I also found a panel sponsored by the Society for U.S. Intellectual History (S-USIH) very interesting. Andrew Hartman explored the textures of Black Marxism through reading Du Bois’s Black Reconstruction alongside C.L.R. James’s Black Jacobins and Cedric Robinson’s Black Marxism and how each thinker’s work contributed to the longer history of black radical thought. His paper suggested that historicizing the intellectual genealogy of Black radical thought not only documents the past, but informs contemplation about contemporary issues and how intellectual labor can impact social, cultural, economic, and political change. Robert Greene’s paper cautioned scholars not to overlook the power of southern Black radicalism between 1968 and 2008 and documented where and how black print culture, through publications such as Ebony, Black Scholar, and Freedomways, documents rural life as a space and place of intriguing intellectual activity and political work.

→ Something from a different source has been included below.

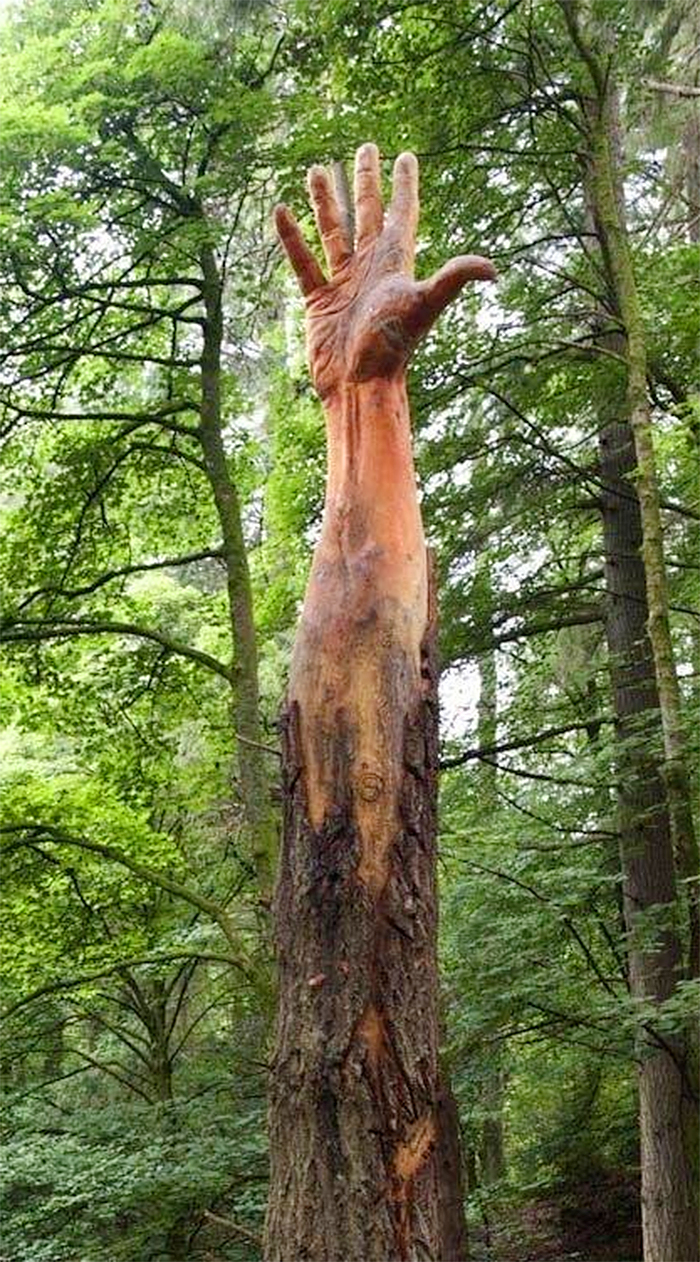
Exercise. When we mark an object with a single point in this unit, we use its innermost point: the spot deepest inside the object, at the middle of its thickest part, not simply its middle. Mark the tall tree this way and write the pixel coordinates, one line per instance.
(355, 1093)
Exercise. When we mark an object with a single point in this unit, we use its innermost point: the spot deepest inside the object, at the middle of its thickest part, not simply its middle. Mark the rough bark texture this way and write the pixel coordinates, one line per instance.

A particularly important panel from the conference’s second day illustrates the power and potential of the AAIHS in simultaneously addressing the weight of history in the present political moment while imagining political and cultural possibilities of how intellectual labor might transform the future. A panel on Ta-Nehisi Coates’s Between the World and Me, which panelists read alongside James Baldwin and Howard Thurman, discussed the role of religion, atheism, humanism, and the meaning and reality of Black liberation. Overall, while panelists preferred the work of Baldwin and his provocative commentary on hope and possibility to consider intellectual history’s future political inheritance, the power of Coates’s prose to communicate the fraught materiality of Black life highlighted the intellectual and ethical contours of how he has chosen to resist white supremacy as a writer and thinker. Russell Rickford’s stirring comments on the panel’s papers—deeply personal, politically powerful, and lyrically delivered—verbalized a kind of embodied insurgency into the space of the meeting room that indicted corrupt power while recognizing the multiple beauties of resistance.
The foregoing summary represents my own perspectives on the second annual AAIHS conference. I hope they reflect the meeting’s exciting substance while also speaking to the society’s work in expanding the boundaries of Black intellectual history. I look forward to the observations and insights of other attendees, as well as the ongoing digital documentation featured through the #AAIHS2017 hashtag. What I stated in 2016, I’ll repeat this year: I think I speak for many when I say that we wait with excited anticipation for the 2018 AAIHS meeting at Brandeis.